Seize ans après le rachat de PriceMinister, Rakuten annonce la fermeture de son site en France
Rakuten ferme son site en France d'ici à la fin 2026, seize ans après avoir racheté PriceMinister. Une sortie discrète pour un site qui fut, un temps, le troisième acteur du e-commerce français..

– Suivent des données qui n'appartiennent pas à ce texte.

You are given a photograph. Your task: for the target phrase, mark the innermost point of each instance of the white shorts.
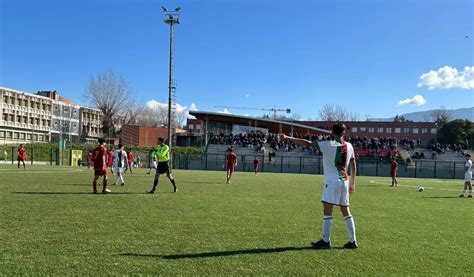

Rakuten, géant japonais du e-commerce, a annoncé la fermeture de sa plateforme de vente en ligne en France d’ici la fin de l’année 2026. Cette décision concerne environ 180 salariés employés sur le site. L’entreprise justifie cet arrêt par l’échec des négociations avec des repreneurs potentiels, malgré des efforts prolongés pour céder l’activité. La fermeture porte spécifiquement sur la marketplace grand public, c’est-à-dire la partie du site où particuliers et professionnels vendent et achètent des produits neufs ou d’occasion, comme des téléphones reconditionnés ou des jeux vidéo. Rakuten précise que cette fermeture n’affecte pas ses autres activités en France, notamment les liseuses Kobo, rachetées en 2011.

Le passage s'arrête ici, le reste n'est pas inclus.